Berdasarkan pengertian, sistem, dan klasifikasi akuifer yang telah dijelaskan di bagian
sebelumnya, maka akuifer dapat dibedakan kedalam beberapa jenis akuifer. Menurut
Kodoatie (2012), jenis akuifer terdiri dari tiga jenis, yaitu:

1. Akuifer bebas, atau unconfined aquifer. Akuifer yang lapisan pembatasnya


hanya pada bagian bawah saja dan tidak ada lagi sekat dengan lapisan atasnya, yaitu
pada muka air tanah.
2. Akuifer tertekan, atau confined aquifer. Akuifer yang pembatas pada lapisan
atas dan bawahnya merupakan pembatas yang tidak tembus air sehingga
menyebabkan air muncul di atas formasi tertekan pad abagian bawahnya sehingga
akuifer ini terisi penuh oleh air tanah.
3. Akuifer semi tertekan, atau leaky aquifer. Akuifer yang memiliki air yang
jenuh dan dibatasi oleh lapisan atas berupa akuitard dan lapisan bawah yang
merupakan akuiklud. Jenis akuifer ini merupakan jenis akuifer yang sempurna karena
pada lapisan atas dibatasi oleh lapisan semi-lolos air dan lapisan bagian bawah adalah
lapisan lolos air atau semi-lolos air.

Selain ketiga jenis akuifer tersebut, ada satu akuifer lagi yang merupakan akuifer
buatan. Akuifer ini merupakan lapisan tanah yang sengaja dibuat atau ditata ulang
untuk menyimpan dan mengalirkan air dari dalam tanah sehingga dapat menjadi
sumber air yang berkelanjutan. Tujuan dibuatnya akuifer buatan ini adalah sebagai
sumber penyediaan air baku bagi penduduk yang daerahnya sangat minim sekali
terdapat aliran air dan sering mengalami kekeringan dalam jangka waktu yang lama.
Proses akuifer buatan ini melalui beberapa tahapan.
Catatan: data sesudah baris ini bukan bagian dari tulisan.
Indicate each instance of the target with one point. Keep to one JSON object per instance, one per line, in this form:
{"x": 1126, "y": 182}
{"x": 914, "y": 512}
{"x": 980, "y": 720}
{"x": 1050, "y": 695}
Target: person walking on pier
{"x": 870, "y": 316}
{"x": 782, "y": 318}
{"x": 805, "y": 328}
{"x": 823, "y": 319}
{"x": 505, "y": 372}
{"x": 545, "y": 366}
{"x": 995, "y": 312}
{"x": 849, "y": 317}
Pertama, air permukaan dialirkan ulang ke dalam akuifer buatan yang selanjutnya
akan mengalir dengan kecepatan yang sangat lamban menuju lapisan tanah batuan
pembentuk akuifer. Selanjutnya, kuantitas air akan terpenuhi oleh akuifer selama
perjalanan menuju tempat penampungan atau pengambilan. Semakin lamban
kecepatannya semakin baik akuifernya. Akuifer ini merupakan solusi bagi
ketersediaan air yang berkelanjutan dan dapat menjadi sumber air tanah yang dapat
diperbaharui dan dikembangkan pada daerah yang rawan air untuk digunakan dalam
kegiatan atau aktifitas sehari-hari. Selain itu, akuifer buatan ini dapat menjadi
prasarana dalam program konservasi daerah aliran sungai.